Friday, December 13, 2013

Staying Present This Holiday Season




I remember it all so clearly. I was lying in a clean, sterile room with people around me telling me to just relax and that everything would be fine. That it would all be okay. My husband was knelt down beside me and I remember we were in the midst of a prayer and hurried “I love you’s” when I heard the sound that would change my life. A baby’s cry. Then a collective sound of “awwww” by all the nurses and doctors in the room as they placed my baby, my newborn son, on my chest for the very first time.

I remember him being so tiny and soft and I foolishly thought that this time would last forever. But, of course, it didn’t. First he started to crawl and then he was picking himself up, falling down and learning how to walk. I remember asking time to just please slow down. To let him be little for just a while longer. But time didn’t listen and now that sweet little boy is a little over a year old. 

“Time flies” and “cherish the moment” have been phrases that I’ve always heard. It wasn’t until I became a mother and lost my grandmother that I really understood the power of those words and just how fast time really flies.  

It was also at this time that I realized how much I was distracted by the “to dos” and the technology of life that I wasn’t really focusing on and relishing each moment that came my way.  I admit that I looked at my cell phone way too much and spent far too much time worrying about what to do next-especially when I was in grad school- that I wasn’t in the moment and really connecting with those around me. 

I don’t want this to be a regret of mine. As my son grows up, I don’t want to miss out on the beautiful moments that are happening around me like watching him fall asleep after finishing a bottle or seeing the excitement spread over his face when he discovers a new toy or brushes his teeth-his favorite thing! I also don’t want to miss out on the mundane moments, the moments when the temptation to check my phone is the greatest like during the 45 minutes it takes to feed him sometimes and on the solitary walks to the grocery store.

Aside from that, I also don’t want to miss a connection with someone because I was worried about what would be for dinner that night or the pile of laundry that is waiting for me at home. I want to be better about looking someone in the eye, asking questions, and really listening to what they have to say.

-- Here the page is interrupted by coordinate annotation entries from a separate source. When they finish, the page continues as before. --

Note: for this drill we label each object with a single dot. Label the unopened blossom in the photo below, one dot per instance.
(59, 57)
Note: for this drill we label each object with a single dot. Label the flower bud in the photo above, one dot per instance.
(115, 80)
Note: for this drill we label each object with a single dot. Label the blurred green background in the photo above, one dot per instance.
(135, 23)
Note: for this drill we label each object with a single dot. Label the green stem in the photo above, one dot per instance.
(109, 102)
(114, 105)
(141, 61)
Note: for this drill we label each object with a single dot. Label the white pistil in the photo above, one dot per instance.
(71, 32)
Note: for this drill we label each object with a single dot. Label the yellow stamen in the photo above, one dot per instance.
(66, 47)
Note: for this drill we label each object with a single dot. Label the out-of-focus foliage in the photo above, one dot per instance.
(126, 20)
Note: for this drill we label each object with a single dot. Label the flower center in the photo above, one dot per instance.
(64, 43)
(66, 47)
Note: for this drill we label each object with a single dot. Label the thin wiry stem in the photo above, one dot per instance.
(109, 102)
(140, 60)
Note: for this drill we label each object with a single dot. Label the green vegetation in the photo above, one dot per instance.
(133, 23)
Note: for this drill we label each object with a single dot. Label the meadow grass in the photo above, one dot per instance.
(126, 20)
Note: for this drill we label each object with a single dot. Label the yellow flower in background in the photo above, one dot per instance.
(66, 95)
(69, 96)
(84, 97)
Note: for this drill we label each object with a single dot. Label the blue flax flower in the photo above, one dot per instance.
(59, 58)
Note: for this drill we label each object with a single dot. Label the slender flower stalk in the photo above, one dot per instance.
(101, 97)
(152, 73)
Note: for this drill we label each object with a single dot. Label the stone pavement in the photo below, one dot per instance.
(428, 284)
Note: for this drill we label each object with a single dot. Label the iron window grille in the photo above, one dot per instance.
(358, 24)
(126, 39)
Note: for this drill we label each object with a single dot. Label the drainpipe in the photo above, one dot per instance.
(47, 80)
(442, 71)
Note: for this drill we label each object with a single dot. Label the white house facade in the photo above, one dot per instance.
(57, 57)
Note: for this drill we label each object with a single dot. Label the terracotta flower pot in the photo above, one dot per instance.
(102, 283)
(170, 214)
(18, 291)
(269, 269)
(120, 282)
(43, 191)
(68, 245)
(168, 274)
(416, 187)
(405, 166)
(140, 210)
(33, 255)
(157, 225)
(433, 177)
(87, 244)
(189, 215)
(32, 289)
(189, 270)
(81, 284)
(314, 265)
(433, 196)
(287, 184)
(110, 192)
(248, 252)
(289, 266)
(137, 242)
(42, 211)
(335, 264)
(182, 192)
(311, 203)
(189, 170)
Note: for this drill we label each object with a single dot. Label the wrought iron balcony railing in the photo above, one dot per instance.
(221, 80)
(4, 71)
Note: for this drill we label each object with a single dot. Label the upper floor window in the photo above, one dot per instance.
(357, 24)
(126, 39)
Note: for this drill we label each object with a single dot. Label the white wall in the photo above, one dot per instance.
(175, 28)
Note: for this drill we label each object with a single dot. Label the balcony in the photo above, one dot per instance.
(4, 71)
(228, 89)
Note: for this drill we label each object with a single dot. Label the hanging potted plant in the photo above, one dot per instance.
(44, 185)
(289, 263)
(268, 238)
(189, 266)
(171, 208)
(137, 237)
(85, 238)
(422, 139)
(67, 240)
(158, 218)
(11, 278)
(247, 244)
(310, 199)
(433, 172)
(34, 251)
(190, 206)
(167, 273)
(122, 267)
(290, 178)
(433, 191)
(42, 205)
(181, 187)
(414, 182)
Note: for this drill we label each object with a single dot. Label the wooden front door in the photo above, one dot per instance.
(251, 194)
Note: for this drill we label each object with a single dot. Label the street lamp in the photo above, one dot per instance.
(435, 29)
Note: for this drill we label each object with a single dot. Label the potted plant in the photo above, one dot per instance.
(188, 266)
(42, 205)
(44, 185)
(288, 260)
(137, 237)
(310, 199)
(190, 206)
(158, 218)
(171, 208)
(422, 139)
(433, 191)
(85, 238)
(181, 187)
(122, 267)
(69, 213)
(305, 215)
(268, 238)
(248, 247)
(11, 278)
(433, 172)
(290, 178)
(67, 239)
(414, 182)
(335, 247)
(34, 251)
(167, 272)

If anything, this year and especially this season has taught me that life is so, so precious. It rushes by without warning and can be taken in a moment. I don’t want to look back and think, “I wish I hadn’t... worried about making my house perfect, cared so much about what people think, etc.” 

  
During the holiday season, things feel busied and rushed. Especially now that we are closer to family and actively trying to make new friends and a community here in Northern Virgina. We have presents to buy, parties to go to, cookie exchanges to attend, and family gatherings to drive to, but if you struggle with the busyness of it all like I do then this is a challenge to you too. Take time to figure out how to stay more connected. For me, this holiday season-or just more often-I'm going to leave my cell phone in my car when I'm going out with my friends or I'm just not taking it out of my purse. I want to focus on what I'm doing with my friends instead of checking the time, looking for a text, or seeing if anyone has called. I also instituted a house rule that my loved ones have to give each other a hug and a kiss every time they go. Life is never too busy to give a quick hug or say, "I love you" before you rush out the door. We also have a date night on Sundays. Z and I grab a glass of wine and talk about our week's schedules, fiances, us, and Sawyer. It gives us a time to relax and make sure those important details are touched upon.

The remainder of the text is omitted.